という異世界に転生する時のセオリーが本物なのだとしたら、現世ですら、完全なるハイスペック女子の私が異世界に転生したら、どこまで無敵になれるのか知りたい。

そんなことを思いながら歩いていたら、突然自転車に跳ね飛ばされた。





で、今に至る。


周り中みたことのない景色。


一瞬、あれ?私、死んだ?ここは天国かな?とも思ったけれど、天国にしてはあまりにも地味すぎるし、そもそも自転車で轢かれて即死なんていうことはなかなか起きない。


確かに確率がゼロだとは言わないし、実際に起きているのも知っている。だから私は自転車用の保険にも入っている。加害者になってしまった時用の保険ね。


で、話が逸れたから話を元に戻すと、私はたしかに自転車に轢かれた。


でも、ひかれたというよりはひかれかけたに近い。あ、ぶつかる!と思った次の瞬間、痛みも傷もない状態で、変な着物を着て、通りに立っている自分に気付いたというのが正確な表現。


これって死んだって言えるのだろうか。



辺りを見渡して見たけれど、天国の門もなければ地獄っぽさもない。


死んだ祖先らしき顔もなければ天使もいない。



当然のごとく小さい頃に死んだ犬のポチも出迎えに来てくれていない。




風景も天国とか地獄みたいなファンシーな感じと違って、周りの景色は昔の日本!という感じ。

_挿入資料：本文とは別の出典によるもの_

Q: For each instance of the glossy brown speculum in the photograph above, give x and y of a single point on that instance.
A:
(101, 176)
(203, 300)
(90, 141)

あっちに天守閣、こっちに武家屋敷、そっちには長屋、あの辺には竪穴式住居。



科学技術とかは一切進歩していません!

水道何それおいしいの?

状態の景色だ。


私の着ているものもトラディショナルジャパン!って感じ。



あのー、私は、異世界に転生したんですかね?



杏里が話していたことによると、異世界に転生すると神様みたいなのが現れて

「ここは異世界じゃ!」

って言ってくれたり、そこまで露骨ではないまでも、魔物に襲われていたところを助けてくれた異国情緒あふれる衣服の騎士に

「見慣れない服だな。君はアデラルールのほうが出身か?」

などと聞いたことのない地名を聞かされたりしてここが元いた場所とは全然違う場所だと気付いたりするはずなんだけれど。